I'm disfellowshipped, and I will partake at the Memorial.................

by Fruitcake 28 Replies latest jw friends

  • Fruitcake
    Fruitcake

    Well, Nisan 14 is rolling around again, and I am going to partake at the Memorial.. When I was a goodstanding JW last year, I really thought of the relationship I had with the Christ, and partook, and they all had a cow. But I had a good standing, so they pretty much left me alone...

    Well, surprise!! I am now disfellowshipped, and some inner voice tells me to go back there one last time and partake, I am not doing this to be a pain, but to show the new congregation that I had belonged to, who I am, and to give others the courage to examine themselves, and their personal relationship with the Christ.

    I believe disfellowshipping is unscriptural, so I am confidant!! The GB cannot seat themselves on the seat of Moses Matthew 23:2 and tell people whom they are, or are not....

    God chooses, God Judges, and they WILL be judged for their arrogant Pride!!!!.....

    .wish me courage!!

  • Will Power
    Will Power

    You could go in there wearing a sign quoting Romans 8:15 with Jan 15 WT paragraph

    "Jehovah is the Father of spirit-begotten Christians and of their companions with an earthly hope. (Romans 8:15) And faith in our heavenly Father never leads to disappointment." (disfellowshipment)

    Make sure it is on your front as well as your back.

    Will

  • LyinEyes
    LyinEyes

    I wish I had the guts to do this,,,,,,,,lol. I am d/a and boy it would cause a stir,,,,,,,,,,, but , I would probably have a panic attack walking back in those doors,,,,,,,, get sick , and pass the heck out. I would feel the saddness all over again, at the ones, especially the older ones who don't understand why I left. I am sure they have been told we are evil, but they know me and have to be confused.

    We plan on having our own memorial at the house this year, and it will be something that will make me feel alot better. I have only missed one memorial in my whole life, and I have felt bad for not showing my respect for what Jesus has done for me every since. I think this will make me feel better. I hope so anyway. But honestly going back to the kindgom hall to show them up,,,,,,,,the elders, would take away from what I would be there for anyway, to show my devotion to Jesus.
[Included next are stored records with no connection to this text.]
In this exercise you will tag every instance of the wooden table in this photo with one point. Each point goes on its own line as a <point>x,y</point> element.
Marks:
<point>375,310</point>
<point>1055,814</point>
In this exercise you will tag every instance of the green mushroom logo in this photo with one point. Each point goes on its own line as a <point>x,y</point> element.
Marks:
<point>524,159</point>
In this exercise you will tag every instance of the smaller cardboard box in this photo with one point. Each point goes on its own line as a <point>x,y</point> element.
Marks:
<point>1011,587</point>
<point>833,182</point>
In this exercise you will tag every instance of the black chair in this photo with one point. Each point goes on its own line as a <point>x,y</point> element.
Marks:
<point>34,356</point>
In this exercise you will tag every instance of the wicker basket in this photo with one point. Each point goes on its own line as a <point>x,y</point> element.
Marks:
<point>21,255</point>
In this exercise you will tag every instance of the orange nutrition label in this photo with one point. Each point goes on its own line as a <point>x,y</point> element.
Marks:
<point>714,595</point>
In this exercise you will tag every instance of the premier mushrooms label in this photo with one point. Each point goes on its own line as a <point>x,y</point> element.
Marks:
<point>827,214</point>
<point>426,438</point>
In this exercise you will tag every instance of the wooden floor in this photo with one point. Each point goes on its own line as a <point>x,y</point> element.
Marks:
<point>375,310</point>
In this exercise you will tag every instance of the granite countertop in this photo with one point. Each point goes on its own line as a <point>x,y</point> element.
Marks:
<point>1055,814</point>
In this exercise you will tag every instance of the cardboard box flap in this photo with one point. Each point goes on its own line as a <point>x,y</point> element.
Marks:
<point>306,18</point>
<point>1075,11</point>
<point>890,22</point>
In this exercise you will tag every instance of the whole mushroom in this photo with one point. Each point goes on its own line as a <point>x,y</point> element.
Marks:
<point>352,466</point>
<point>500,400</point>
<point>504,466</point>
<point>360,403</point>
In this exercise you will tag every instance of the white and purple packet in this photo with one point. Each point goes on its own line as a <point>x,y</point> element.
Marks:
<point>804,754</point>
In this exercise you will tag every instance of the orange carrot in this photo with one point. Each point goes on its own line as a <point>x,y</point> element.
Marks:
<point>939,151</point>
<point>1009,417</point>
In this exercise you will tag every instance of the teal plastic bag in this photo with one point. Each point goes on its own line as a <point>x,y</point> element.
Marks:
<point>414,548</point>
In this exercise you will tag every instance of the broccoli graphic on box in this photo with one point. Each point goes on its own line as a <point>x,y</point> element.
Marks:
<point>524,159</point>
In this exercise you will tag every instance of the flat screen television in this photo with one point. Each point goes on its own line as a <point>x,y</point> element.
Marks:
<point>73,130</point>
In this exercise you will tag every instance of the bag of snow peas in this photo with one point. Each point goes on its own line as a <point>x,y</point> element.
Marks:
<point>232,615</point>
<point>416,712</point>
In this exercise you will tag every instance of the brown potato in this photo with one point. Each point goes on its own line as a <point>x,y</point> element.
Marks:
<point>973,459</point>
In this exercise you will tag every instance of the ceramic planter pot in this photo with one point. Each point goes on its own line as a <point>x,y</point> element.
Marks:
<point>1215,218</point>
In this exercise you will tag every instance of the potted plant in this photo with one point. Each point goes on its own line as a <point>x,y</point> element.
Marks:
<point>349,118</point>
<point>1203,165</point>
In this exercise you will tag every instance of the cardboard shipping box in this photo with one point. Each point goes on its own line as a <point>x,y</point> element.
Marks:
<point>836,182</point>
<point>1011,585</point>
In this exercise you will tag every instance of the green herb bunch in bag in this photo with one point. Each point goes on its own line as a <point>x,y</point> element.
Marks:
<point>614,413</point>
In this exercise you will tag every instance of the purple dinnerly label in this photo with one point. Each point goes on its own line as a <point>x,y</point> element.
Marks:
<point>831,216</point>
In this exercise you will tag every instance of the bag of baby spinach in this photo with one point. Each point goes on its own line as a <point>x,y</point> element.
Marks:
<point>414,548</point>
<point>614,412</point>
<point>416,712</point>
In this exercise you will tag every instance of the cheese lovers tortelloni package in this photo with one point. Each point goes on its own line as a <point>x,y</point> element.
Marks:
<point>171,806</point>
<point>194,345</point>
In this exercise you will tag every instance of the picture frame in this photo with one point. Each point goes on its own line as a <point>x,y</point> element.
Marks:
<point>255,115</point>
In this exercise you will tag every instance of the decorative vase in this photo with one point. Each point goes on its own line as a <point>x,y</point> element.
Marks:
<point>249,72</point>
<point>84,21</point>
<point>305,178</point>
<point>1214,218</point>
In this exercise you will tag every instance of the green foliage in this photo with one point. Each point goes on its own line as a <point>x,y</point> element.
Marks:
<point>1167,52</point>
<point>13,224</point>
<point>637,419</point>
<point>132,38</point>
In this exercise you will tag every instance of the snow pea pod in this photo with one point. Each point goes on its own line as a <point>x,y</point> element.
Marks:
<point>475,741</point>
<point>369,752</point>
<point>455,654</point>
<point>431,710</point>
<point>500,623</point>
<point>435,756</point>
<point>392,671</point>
But I have thought about on some other Sunday,,,,,,,,,,, sending a egg carrying , singing telegram rabbit,,,,, to the hall,,,,,,,, just not on Memorial nite.....lol.

  • Jesika
    Jesika

    Ummmmmm ok, but take pics.

    No seriously, I wish I could be there to see their faces.

  • email
    email

    Hello... friutcake

    It does take a lot of courage to do something like that... but I'm with Jesika... Get some video

  • blackout
    blackout

    Well.... Im inactive and last year I went to the memorial, walked in quietly and sat in the middle of the row about half way up the isle.

    Waited patiently for the talks, songs and prayers, then when the wine came past I sculled the whole glass, then to top it off, when the bread came past, I grabbed it off the plate and munched it all up like cooky monster, bits of bread were flying everywhere. Some landed on the sister next to me and I picked it off her apologised and ate it. I then crossed my legs sat quietly with a look of anticipation on my face.

    Everyone was shocked, they didn't know what to do. Was I mad? Did I really think I was of the remnant? The expressions on their faces!!!!

    Then the elders congregated at the back of the hall, they were mumbling in hushed tones. Next thing I knew one of the 'big' brothers in the hall was squeezing down the row toward me, excusing himself as he went.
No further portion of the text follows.